Indeed, hours after the WBEZ broadcast, Deputy Director of News Affairs and Communications Thomas Ahern was filmed warning journalists that if they failed to disperse from a city park along with protesters their press passes would be revoked.
That alone should disqualify Ahern from serving as a news affairs and communications official for CPD or any other police department. But he doubled down the next day, reportedly ripping press credentials off of journalist Josh Pacheco, one of at least three arrested after police dispersed protesters. Pacheco's and another journalist's seized credentials were later returned, after the NPPA and lawyers for the journalists intervened.
Several more protests are planned during the remainder of the convention. In light of the events of this week, and CPD’s long history of First Amendment violations when policing protests, from the DNC in 1968 to Black Lives Matter demonstrations in 2020, we’re not optimistic that officers will change their unconstitutional ways.

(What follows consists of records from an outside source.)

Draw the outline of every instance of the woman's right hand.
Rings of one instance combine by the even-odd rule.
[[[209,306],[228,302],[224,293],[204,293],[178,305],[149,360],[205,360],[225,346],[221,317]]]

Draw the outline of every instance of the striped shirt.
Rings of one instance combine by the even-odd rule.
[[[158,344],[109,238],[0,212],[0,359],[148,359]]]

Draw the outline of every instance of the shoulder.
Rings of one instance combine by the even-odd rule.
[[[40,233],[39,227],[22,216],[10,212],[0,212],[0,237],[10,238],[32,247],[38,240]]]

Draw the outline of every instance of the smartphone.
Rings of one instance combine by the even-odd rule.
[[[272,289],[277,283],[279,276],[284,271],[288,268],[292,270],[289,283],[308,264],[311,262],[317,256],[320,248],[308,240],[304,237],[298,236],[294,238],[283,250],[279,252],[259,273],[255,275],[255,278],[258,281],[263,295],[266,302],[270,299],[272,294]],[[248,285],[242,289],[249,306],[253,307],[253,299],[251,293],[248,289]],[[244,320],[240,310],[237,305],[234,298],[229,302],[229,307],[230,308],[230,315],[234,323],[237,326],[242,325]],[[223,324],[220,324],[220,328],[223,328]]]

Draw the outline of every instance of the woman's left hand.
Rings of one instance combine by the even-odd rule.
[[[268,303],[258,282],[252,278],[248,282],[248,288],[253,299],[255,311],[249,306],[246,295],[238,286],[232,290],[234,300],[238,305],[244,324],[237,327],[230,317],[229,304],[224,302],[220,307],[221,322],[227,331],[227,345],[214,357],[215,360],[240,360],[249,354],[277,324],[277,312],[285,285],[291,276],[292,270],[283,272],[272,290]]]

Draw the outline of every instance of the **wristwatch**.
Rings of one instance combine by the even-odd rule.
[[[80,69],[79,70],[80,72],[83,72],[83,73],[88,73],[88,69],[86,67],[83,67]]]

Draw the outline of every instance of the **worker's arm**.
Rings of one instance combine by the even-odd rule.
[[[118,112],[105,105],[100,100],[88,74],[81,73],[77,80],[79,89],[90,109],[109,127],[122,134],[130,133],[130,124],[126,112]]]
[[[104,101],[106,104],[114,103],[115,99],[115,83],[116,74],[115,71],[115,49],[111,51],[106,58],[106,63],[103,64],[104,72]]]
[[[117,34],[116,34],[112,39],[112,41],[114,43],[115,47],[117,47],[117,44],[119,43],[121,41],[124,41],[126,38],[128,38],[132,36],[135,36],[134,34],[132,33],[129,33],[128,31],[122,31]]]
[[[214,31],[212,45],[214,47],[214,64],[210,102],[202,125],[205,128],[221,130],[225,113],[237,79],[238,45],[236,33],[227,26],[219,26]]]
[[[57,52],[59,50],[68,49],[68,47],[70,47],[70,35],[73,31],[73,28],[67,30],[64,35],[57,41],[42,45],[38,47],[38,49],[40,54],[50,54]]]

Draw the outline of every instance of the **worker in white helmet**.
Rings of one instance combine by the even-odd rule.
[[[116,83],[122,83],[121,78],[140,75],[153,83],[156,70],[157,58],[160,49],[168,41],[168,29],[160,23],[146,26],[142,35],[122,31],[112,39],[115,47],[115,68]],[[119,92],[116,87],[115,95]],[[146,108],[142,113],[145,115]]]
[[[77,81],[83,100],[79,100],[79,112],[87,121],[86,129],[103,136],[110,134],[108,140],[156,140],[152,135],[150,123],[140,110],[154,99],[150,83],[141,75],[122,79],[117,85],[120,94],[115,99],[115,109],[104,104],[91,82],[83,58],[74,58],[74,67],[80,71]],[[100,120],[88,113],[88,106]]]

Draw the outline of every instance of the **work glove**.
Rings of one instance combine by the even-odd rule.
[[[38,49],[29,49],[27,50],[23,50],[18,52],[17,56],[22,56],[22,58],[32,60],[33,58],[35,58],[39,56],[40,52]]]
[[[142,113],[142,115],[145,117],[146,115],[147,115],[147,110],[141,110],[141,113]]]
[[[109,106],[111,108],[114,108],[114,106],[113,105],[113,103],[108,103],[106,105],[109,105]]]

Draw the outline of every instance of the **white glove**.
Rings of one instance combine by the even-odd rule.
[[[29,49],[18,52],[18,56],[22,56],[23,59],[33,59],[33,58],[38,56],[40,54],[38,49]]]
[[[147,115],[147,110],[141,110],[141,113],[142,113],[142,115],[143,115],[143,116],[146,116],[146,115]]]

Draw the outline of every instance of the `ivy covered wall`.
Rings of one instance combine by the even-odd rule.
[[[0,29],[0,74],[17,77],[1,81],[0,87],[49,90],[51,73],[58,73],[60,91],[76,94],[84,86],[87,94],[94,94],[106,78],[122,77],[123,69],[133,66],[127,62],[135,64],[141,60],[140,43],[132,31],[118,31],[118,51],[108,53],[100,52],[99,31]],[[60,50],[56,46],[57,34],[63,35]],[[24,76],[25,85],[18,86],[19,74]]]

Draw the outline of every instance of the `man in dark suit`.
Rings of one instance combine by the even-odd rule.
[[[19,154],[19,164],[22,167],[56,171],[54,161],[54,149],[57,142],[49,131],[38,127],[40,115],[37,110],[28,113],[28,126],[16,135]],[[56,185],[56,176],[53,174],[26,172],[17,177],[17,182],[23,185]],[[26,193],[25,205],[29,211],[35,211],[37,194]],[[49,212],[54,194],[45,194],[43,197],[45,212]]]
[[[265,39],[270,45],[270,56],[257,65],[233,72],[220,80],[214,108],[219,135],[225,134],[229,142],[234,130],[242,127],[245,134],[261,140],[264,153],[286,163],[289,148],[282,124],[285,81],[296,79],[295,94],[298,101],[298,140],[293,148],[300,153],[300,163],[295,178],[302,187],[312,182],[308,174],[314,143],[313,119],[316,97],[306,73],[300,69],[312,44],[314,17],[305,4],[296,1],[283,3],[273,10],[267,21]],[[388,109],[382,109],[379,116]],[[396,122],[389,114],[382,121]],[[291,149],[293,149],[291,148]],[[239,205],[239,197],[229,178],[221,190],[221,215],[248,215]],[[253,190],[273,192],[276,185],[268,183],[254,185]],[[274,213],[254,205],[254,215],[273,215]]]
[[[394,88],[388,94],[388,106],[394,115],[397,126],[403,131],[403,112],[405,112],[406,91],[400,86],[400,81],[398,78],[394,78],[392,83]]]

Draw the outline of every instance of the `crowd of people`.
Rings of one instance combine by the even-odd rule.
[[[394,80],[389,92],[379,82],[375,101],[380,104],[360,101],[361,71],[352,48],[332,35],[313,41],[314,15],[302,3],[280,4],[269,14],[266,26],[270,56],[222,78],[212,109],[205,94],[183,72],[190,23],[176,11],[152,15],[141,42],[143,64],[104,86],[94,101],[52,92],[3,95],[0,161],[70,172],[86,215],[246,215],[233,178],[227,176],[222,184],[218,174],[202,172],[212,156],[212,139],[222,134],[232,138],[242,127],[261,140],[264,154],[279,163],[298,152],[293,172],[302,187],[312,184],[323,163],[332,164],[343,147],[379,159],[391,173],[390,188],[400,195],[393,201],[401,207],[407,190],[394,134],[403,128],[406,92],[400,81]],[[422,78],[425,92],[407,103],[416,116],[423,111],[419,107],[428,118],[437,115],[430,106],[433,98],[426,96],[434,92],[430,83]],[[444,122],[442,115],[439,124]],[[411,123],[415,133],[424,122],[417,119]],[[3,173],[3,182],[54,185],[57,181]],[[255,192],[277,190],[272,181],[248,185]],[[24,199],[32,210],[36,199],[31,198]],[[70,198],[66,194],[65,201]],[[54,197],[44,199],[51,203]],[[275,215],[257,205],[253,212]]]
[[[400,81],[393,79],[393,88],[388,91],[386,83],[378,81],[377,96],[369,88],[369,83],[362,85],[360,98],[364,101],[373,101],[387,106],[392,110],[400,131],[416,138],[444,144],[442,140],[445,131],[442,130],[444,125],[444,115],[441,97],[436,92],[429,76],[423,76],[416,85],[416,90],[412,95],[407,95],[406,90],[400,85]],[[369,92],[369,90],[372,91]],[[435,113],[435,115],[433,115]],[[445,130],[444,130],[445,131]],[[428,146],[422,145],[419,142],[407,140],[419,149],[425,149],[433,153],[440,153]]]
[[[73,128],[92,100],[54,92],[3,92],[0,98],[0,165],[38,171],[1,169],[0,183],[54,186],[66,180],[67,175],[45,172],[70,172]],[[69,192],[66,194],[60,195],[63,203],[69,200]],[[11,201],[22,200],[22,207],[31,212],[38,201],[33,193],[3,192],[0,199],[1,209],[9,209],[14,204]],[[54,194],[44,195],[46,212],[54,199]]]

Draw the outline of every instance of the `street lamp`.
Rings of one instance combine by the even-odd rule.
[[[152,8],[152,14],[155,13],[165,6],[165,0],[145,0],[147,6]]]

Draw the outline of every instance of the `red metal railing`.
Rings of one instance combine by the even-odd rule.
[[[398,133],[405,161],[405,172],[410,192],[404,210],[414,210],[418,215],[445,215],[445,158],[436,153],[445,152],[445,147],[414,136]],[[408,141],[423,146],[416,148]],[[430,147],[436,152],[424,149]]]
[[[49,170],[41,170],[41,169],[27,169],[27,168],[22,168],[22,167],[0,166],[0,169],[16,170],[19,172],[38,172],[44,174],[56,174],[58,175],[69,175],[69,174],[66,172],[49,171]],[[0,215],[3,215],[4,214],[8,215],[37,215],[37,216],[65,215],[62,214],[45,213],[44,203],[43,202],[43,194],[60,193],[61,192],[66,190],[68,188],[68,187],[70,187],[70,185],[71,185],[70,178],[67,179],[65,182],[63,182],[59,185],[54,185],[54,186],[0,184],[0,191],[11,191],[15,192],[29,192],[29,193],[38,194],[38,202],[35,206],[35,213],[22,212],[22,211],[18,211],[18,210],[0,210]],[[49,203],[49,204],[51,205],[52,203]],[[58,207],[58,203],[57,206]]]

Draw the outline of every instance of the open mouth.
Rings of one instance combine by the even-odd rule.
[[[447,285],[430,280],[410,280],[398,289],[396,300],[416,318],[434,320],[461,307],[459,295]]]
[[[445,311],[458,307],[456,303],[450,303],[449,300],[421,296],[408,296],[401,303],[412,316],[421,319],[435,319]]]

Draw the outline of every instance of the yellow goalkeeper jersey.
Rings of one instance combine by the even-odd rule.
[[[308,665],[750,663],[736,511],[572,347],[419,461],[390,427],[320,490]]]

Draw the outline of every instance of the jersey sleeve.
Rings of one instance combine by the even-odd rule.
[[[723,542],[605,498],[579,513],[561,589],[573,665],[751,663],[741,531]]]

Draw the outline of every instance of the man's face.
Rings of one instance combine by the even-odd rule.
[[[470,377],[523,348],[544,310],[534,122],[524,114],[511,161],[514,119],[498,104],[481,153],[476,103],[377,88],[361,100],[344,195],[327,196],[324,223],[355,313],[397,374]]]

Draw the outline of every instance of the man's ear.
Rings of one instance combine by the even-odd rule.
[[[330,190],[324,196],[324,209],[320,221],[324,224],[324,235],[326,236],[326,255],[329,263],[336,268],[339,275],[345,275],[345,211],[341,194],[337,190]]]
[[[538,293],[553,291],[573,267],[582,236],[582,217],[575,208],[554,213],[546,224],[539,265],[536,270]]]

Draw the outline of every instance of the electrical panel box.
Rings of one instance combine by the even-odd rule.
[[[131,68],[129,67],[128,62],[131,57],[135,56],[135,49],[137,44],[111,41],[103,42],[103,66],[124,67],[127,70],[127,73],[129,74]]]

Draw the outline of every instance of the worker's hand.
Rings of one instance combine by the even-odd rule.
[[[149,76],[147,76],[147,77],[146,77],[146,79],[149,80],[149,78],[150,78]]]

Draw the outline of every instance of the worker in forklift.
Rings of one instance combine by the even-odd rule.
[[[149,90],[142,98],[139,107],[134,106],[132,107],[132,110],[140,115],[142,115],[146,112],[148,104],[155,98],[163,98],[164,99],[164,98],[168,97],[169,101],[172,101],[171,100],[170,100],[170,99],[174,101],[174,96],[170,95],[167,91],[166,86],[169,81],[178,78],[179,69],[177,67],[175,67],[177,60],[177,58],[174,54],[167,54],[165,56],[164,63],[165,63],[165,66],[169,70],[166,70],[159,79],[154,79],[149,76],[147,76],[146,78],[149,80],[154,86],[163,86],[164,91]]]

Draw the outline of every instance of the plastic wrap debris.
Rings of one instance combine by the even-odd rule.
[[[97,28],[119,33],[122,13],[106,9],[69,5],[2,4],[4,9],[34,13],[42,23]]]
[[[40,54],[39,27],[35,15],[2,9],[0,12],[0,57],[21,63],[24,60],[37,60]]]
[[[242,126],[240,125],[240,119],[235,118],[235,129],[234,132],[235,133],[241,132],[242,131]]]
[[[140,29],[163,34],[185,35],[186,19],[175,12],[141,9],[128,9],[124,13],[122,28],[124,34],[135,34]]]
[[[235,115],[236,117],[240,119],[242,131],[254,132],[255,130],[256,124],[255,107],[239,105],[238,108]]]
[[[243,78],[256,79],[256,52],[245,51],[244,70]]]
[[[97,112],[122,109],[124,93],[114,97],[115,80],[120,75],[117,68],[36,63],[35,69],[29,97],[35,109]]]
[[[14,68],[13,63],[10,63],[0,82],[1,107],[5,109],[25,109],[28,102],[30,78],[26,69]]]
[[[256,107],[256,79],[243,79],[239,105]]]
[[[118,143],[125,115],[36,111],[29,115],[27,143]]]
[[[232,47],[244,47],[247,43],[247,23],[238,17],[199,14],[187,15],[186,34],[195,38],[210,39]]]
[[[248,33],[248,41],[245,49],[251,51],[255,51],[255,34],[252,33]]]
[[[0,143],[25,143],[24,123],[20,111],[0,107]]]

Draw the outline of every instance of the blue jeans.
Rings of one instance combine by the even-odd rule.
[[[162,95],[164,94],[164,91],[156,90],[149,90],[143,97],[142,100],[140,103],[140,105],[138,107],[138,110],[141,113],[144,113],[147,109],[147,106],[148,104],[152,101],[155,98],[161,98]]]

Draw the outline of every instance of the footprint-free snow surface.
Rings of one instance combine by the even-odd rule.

This won’t just impact journalists – reporters who are needlessly detained can’t report on police response to protests in a city on edge about a potential repeat of 1968. By dispersing and arresting journalists, police are effectively censoring newsworthy, vital information, including about their own conduct and potential misconduct.
We’ve asked Ahern and others at CPD if they have some sort of legal or constitutional basis for disagreeing with the DOJ and appellate courts about the unlawfulness of stopping journalists from reporting news through dispersal orders. Let’s see if they read that email.
This article has been updated to note the return of journalists' seized credentials.